In this regard, I feel certain that the Jewish people must have felt that Antiochus Epiphanes fulfilled Daniel’s prophecies about a tyrannical leader who would severely persecute the Jews. But 200 years after Antiochus, Jesus took those prophecies of Daniel and told His disciples they were yet to be fulfilled.
Another example is the sign which Isaiah gave to King Ahaz to assure him that the city of Jerusalem would not fall to the Syrians who had it under siege. The sign was that a young woman would give birth to a son whose name would be called Immanuel (Isaiah 7:1-19). The passage certainly implies that such a boy was born at that time.
But hundreds of years later, Matthew, by inspiration of the Holy Spirit, reached back to Isaiah’s prophecy and proclaimed that its ultimate fulfillment was to be found in the virgin birth of Jesus (Matthew 1:22-23).
Another peculiar feature of prophetic literature is called “telescoping.” This occurs when a prophet compresses the time interval between two prophetic events. This phenomenon is very common.
The reason for it has to do with the perspective of the prophet. As he looks into the future and sees a series of prophetic events, they appear to him as if they are in immediate sequence.
It is like looking down a mountain range and viewing three peaks, one behind the other, each sequentially higher than the one in front of it. The peaks look like they are right up against each other because the person viewing them cannot see the valleys that separate them.
In Zechariah 9:9-10 there is a passage with three prophecies which are compressed into two verses but are widely separated in time. Verse 9 says the Messiah will come humbly on a donkey. The first part of verse 10 says the Jewish people will be set aside. The second part of verse 10 says the Messiah will reign over all the nations.
These three events — the First Coming, the setting aside of Israel, and the reign of Christ — appear to occur in quick succession, but in reality, there were 40 years between the first two events, and there have been over 1,900 years thus far between the second and third events.

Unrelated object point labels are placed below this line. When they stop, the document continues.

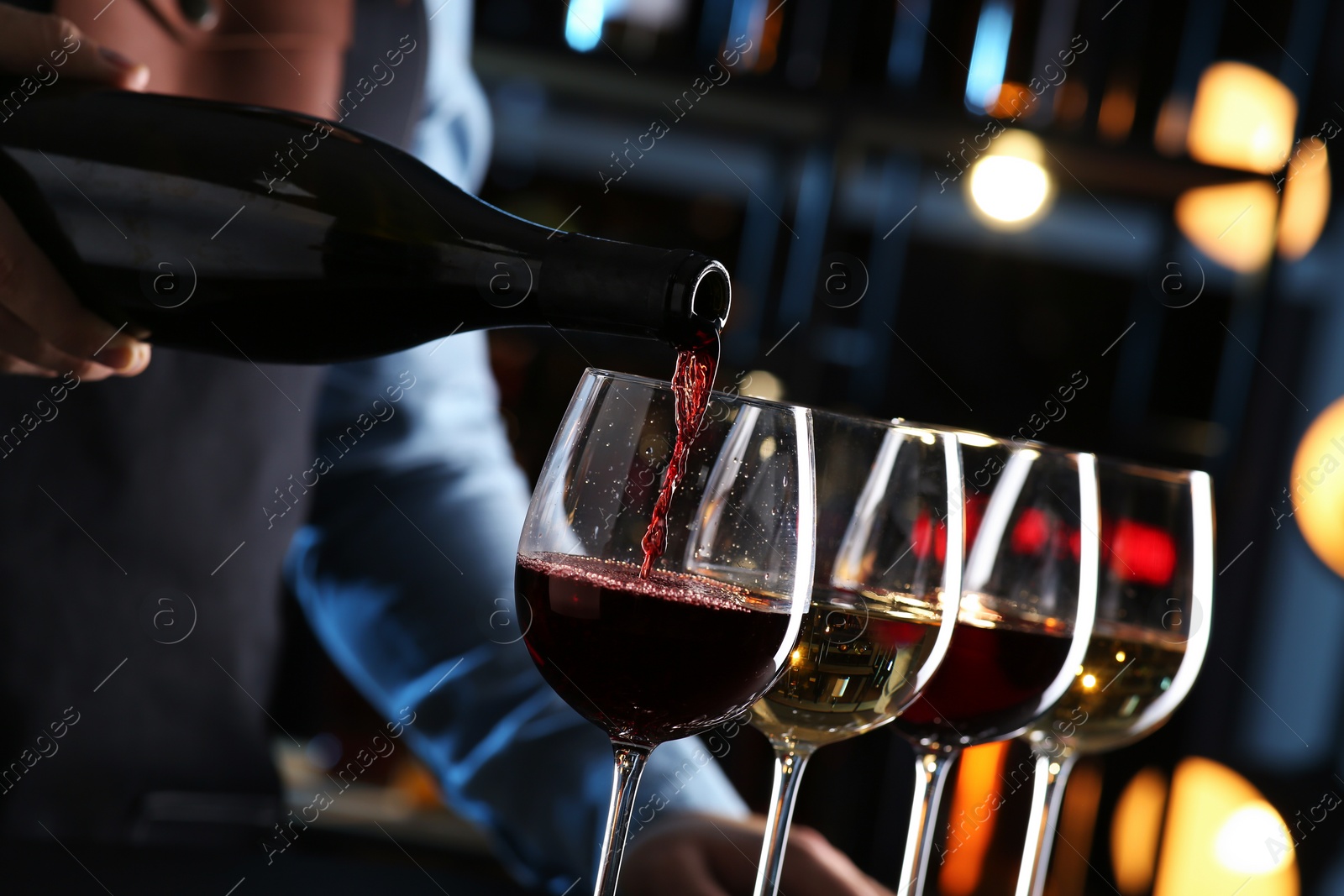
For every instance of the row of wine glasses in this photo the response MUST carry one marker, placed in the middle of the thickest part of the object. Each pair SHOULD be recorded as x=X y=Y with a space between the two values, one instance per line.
x=831 y=575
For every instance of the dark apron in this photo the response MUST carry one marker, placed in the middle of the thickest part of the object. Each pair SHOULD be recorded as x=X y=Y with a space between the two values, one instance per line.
x=139 y=571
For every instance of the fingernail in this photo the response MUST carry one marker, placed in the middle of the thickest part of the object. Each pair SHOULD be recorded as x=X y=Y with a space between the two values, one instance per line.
x=139 y=78
x=116 y=58
x=116 y=356
x=140 y=359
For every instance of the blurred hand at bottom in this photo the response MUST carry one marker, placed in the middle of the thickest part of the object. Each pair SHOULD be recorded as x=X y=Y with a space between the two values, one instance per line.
x=711 y=856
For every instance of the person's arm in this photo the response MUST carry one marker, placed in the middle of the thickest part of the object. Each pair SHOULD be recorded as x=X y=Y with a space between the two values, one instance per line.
x=44 y=328
x=407 y=575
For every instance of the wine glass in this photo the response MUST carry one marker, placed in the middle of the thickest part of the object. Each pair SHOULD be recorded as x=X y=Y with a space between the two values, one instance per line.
x=1027 y=605
x=889 y=547
x=682 y=651
x=1153 y=611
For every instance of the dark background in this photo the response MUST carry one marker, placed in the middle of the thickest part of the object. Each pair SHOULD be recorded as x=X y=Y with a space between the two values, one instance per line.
x=831 y=149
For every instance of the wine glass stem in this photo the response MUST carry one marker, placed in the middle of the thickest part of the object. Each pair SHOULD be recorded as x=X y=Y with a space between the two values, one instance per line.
x=788 y=772
x=629 y=766
x=931 y=777
x=1047 y=794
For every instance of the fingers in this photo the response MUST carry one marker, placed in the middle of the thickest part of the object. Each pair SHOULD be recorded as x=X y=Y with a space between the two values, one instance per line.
x=46 y=47
x=33 y=355
x=812 y=867
x=55 y=328
x=669 y=866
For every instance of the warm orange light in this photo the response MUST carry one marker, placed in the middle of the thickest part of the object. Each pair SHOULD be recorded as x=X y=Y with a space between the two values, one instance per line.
x=1223 y=837
x=1014 y=101
x=769 y=40
x=1316 y=492
x=1135 y=831
x=1077 y=821
x=972 y=819
x=1116 y=116
x=1307 y=199
x=1242 y=118
x=1173 y=127
x=1231 y=223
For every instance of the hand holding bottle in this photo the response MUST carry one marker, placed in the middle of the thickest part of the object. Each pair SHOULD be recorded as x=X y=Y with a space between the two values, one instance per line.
x=45 y=331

Another way of viewing the phenomenon of telescoping is to focus on what are called “prophetic gaps.” These are the time periods between the mountain peak prophetic events.
Because the Old Testament rabbis could not see the gap between the first and second comings of the Messiah, some theorized that there would be two Messiahs — a “Messiah ben Joseph” who would suffer and a “Messiah ben David” who would conquer. From our New Testament perspective we can see that the Old Testament prophets were speaking of one Messiah who would come twice. We can see the gap between the two comings.

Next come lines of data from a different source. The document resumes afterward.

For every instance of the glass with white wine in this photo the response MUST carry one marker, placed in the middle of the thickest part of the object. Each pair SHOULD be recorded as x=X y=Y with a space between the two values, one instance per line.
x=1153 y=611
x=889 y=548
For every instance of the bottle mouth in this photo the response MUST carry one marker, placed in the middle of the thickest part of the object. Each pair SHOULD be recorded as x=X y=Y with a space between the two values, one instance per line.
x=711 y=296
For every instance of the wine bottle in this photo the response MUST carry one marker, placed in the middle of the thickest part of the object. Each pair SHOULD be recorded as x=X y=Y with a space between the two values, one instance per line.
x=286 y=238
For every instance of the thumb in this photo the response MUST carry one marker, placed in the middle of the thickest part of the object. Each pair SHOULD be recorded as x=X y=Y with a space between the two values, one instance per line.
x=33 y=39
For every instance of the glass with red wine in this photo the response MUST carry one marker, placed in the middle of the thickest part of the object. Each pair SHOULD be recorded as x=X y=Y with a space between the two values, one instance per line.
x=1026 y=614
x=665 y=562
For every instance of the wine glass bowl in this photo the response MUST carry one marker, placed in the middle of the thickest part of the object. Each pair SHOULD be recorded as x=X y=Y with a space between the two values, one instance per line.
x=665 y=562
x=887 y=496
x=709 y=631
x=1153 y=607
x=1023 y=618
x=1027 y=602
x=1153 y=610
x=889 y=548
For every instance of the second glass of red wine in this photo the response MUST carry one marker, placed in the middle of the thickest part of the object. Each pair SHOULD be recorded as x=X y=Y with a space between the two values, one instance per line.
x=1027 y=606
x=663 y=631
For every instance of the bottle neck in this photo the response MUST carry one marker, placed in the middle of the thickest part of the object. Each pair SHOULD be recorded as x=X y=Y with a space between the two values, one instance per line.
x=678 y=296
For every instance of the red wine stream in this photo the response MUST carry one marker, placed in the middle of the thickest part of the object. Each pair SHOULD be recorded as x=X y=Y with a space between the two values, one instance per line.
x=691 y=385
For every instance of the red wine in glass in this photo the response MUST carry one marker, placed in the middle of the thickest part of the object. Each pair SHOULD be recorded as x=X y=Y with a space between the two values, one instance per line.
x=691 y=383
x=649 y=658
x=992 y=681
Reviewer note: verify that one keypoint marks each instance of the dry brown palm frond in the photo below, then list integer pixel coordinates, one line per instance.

I ask you: How do you treat Zechariah 14 — as fact or fiction? Are you guilty of playing games with God’s Word in order to justify sacred traditions and doctrines of men?
I challenge you to interpret God’s Word — all of it — for its plain sense meaning. As you do so, you are very likely to find yourself challenged to discard old doctrines and to adopt new ones. This will be a painful process, but it will be a fruitful one, for you will be blessed with the truth of God’s Word.
“If you abide in My word, then you are truly disciples of Mine; and you shall know the truth, and the truth shall make you free” (John 8:31-32).